= Elliott Hundley =

American artist (born 1975)

Elliott Hundley (born 1975 in Greensboro, North Carolina) is an American artist, living and working in Los Angeles.

Hundley earned an MFA in the Department of Painting and Drawing at the University of California, Los Angeles in 2005, with a 1997 BFA in printmaking from the Rhode Island School of Design. He also attended the Skowhegan School of Painting and Sculpture in 2002, and had fellowships from the Fine Arts Work Center in Provincetown, Massachusetts, the Vermont Studio Center, and Bemis Center for Contemporary Art in Omaha, Nebraska.

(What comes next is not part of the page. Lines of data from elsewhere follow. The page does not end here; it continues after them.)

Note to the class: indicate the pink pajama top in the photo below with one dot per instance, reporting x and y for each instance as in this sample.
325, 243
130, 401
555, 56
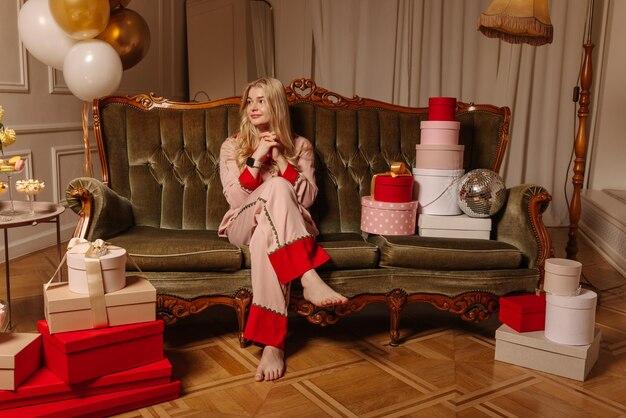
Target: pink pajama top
237, 185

Hundley's work has been exhibited at Daniel Reich Gallery, New York, the Andrea Rosen Gallery, New York and various venues in Los Angeles, including group exhibitions at Peres Projects. Hundley has been part of the LAXed exhibition at the Peres Projects Berlin in April 2006 and the Hammer Museum in May 2006. His work is in the permanent collection of the Museum of Contemporary Art, Los Angeles, the Judith Rothschild Foundation Collection at the Museum of Modern Art, New York, and the Guggenheim Museum, New York.

"Hundley's compositions are delicately balanced and formally elaborate. The ghosts of Robert Rauschenberg's combines permeate these constructions. Color shifts between flamboyant and subtle, from intensely saturated to whispered tonalities...Textures may vary between tender and silken to prickly and menacing. Gravity is defied and exposed...In Hundley's assemblages, time—ancient and contemporary—spills forward and backward, one condition fusing into the other. A state of grace, before the fall, remains an echo, a still palpable presence, against the cacophony of history."